Large agribusinesses have worldwide sources and markets in lots of countries, and even medium-sized farmers in the U.S. have diversified enough to stay afloat.
That’s the case for Robert Alpers, a farmer in the central Missouri town of Prairie Home. He farms 4,000 acres, about half soybeans, half corn. But his family also has a 550-head cattle operation and a side business of making and fixing farm necessities equipment like feeding troughs and livestock gates.
The trade war and subsequent rough soybean market has had a negative impact on his family, but those other sources of income and the size of his operation has mitigated some of the pain.
“Our family’s fortunate enough, we’ve got over 300,000 bushels of storage,” Alpers said while taking a break from tending to newborn calves. “So we’re able to hold our crop for a better price. We’ve got livestock, and the corn market has moved up a little, so we have moved some corn on the cash market.”

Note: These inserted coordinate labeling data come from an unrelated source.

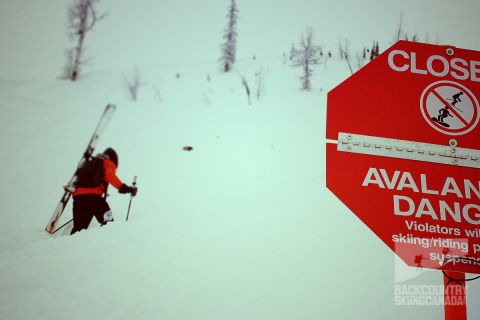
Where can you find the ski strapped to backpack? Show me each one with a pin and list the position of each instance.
(86, 156)
(91, 173)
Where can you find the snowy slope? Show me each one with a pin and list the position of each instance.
(242, 227)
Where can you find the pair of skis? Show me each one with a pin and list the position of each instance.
(70, 187)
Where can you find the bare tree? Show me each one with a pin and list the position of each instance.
(306, 56)
(82, 17)
(399, 32)
(362, 58)
(344, 52)
(229, 48)
(247, 88)
(133, 82)
(260, 84)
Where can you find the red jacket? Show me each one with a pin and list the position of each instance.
(110, 176)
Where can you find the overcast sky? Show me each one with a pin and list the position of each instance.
(149, 32)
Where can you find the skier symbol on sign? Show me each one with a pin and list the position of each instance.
(457, 117)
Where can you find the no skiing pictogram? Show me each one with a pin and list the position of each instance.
(449, 107)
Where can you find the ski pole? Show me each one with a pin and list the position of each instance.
(131, 196)
(63, 225)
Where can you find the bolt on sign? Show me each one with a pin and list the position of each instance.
(403, 152)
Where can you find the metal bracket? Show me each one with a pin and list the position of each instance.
(403, 149)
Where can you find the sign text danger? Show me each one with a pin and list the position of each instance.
(437, 209)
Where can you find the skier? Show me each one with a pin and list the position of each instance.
(456, 98)
(91, 201)
(443, 113)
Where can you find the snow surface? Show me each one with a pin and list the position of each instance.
(242, 227)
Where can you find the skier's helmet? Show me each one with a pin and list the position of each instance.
(112, 155)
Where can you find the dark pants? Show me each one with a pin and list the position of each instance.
(85, 207)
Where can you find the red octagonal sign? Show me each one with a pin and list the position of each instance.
(403, 141)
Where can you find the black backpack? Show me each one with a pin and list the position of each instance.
(90, 174)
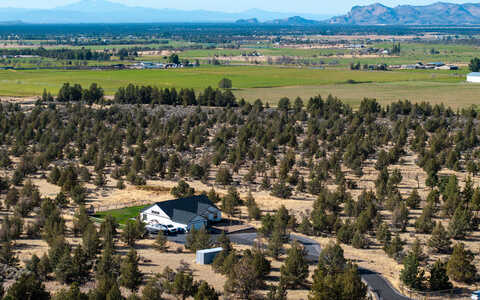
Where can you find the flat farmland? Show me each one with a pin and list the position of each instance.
(31, 83)
(455, 95)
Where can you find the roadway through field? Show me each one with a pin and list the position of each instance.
(375, 281)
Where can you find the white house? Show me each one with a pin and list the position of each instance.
(186, 213)
(473, 77)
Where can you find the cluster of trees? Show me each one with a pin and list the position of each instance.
(62, 53)
(153, 95)
(474, 64)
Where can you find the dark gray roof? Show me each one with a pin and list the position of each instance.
(184, 210)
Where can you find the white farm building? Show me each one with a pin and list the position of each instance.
(186, 213)
(473, 77)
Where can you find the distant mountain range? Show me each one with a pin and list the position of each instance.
(291, 21)
(103, 11)
(439, 13)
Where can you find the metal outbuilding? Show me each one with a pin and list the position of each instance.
(206, 256)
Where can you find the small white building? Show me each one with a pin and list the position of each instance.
(473, 77)
(186, 213)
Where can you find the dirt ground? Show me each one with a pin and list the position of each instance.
(374, 258)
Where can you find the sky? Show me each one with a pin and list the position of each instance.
(304, 6)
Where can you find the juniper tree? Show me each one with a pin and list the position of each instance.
(460, 265)
(438, 280)
(130, 275)
(294, 272)
(439, 241)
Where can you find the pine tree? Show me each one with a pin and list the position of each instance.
(460, 266)
(440, 242)
(275, 243)
(91, 241)
(130, 233)
(7, 256)
(413, 201)
(294, 272)
(411, 275)
(438, 279)
(130, 275)
(459, 225)
(424, 223)
(114, 293)
(29, 285)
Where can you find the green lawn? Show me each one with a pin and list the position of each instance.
(122, 215)
(31, 83)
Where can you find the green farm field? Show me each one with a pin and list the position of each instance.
(267, 83)
(121, 215)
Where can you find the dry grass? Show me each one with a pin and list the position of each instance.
(456, 95)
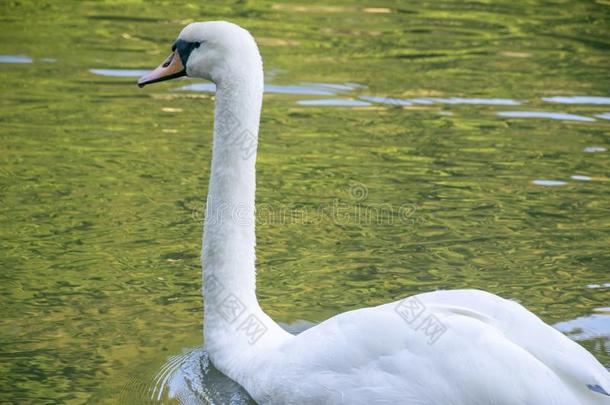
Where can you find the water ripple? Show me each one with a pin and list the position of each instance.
(14, 59)
(579, 100)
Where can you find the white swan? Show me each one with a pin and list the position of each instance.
(443, 347)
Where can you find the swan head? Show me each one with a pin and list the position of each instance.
(213, 50)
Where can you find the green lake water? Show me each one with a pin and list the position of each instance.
(404, 147)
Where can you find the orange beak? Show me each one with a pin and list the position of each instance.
(171, 68)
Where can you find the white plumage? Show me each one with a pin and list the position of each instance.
(445, 347)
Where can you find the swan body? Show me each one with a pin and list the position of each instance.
(443, 347)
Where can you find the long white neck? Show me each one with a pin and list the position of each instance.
(235, 327)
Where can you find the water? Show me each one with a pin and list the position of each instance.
(457, 118)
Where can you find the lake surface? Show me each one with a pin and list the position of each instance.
(404, 147)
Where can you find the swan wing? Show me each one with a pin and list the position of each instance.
(444, 347)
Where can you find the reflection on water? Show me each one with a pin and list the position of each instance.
(588, 327)
(14, 59)
(578, 100)
(102, 184)
(594, 149)
(119, 72)
(551, 183)
(191, 378)
(339, 102)
(604, 116)
(544, 114)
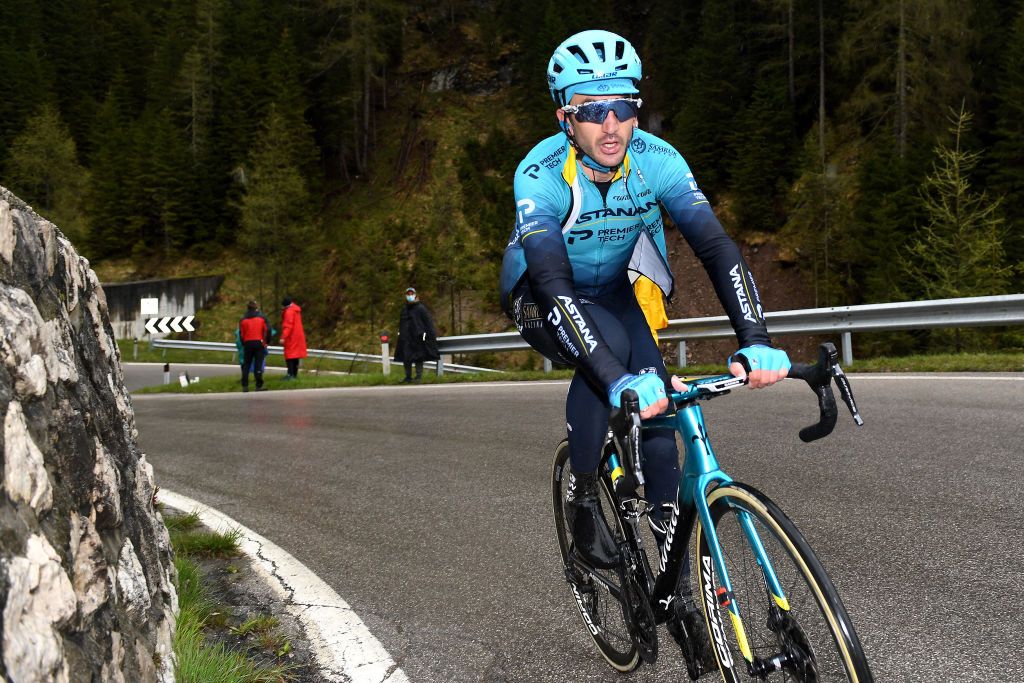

Alpers said between diversification and the tariff bailout payments from the U.S. Department of Agriculture, he’s in a good spot, but most of his friends and neighbors aren’t as lucky.
They’ll have to make some difficult decisions this year, he said, because farmers don’t suddenly go bankrupt. They start cutting, borrowing more and eventually get in over their heads. And the low prices and lack of market access due to the tariffs are the kind of thing that can get that ball rolling.
Even with his storage, cattle business and corn crop, Alpers said if there’s another round tariffs, he’ll be forced to make tough decisions. But it won’t sink him.
“This farm has been in my family for almost a century. And we have plans to keep that going,” he said.
Protected by a global reach
Alpers also knows that large agribusinesses, the ones that buy, sell and process soybeans, will be fine.
“The CEOs of the big companies, they’re not sitting there in their offices twiddling their thumbs,” he said, “they’re trying to move product, somewhere.”
Cargill, Archer Daniels Midland, Bayer and even CropLife America, the trade group that represents the industry, declined Harvest Public Media’s requests to comment.
But Cargill CEO David MacLennan told Yahoo Finance in late January that the company has “had to shift supply chains from North America to South America” — buying instead soybeans from Brazil and Argentina.
Those places, Westhoff noted, aren’t in a trade war with China, and are markets that the multinational corporations already work in.
“South American soybeans are going to be capturing a premium in the Chinese market than would they would have had, had it not been for the tariffs,” he said.
Large agribusiness companies are lobbying the Trump administration for an end to the trade war so U.S. soybeans can fully return to the Chinese market. Cargill’s MacLennan specifically said in an January interview with Bloomberg that it’s in his company’s best interests to protect North American farmers.
But as the tariffs continue, how long anyone in the soybean business will be able to last depends on how big they are.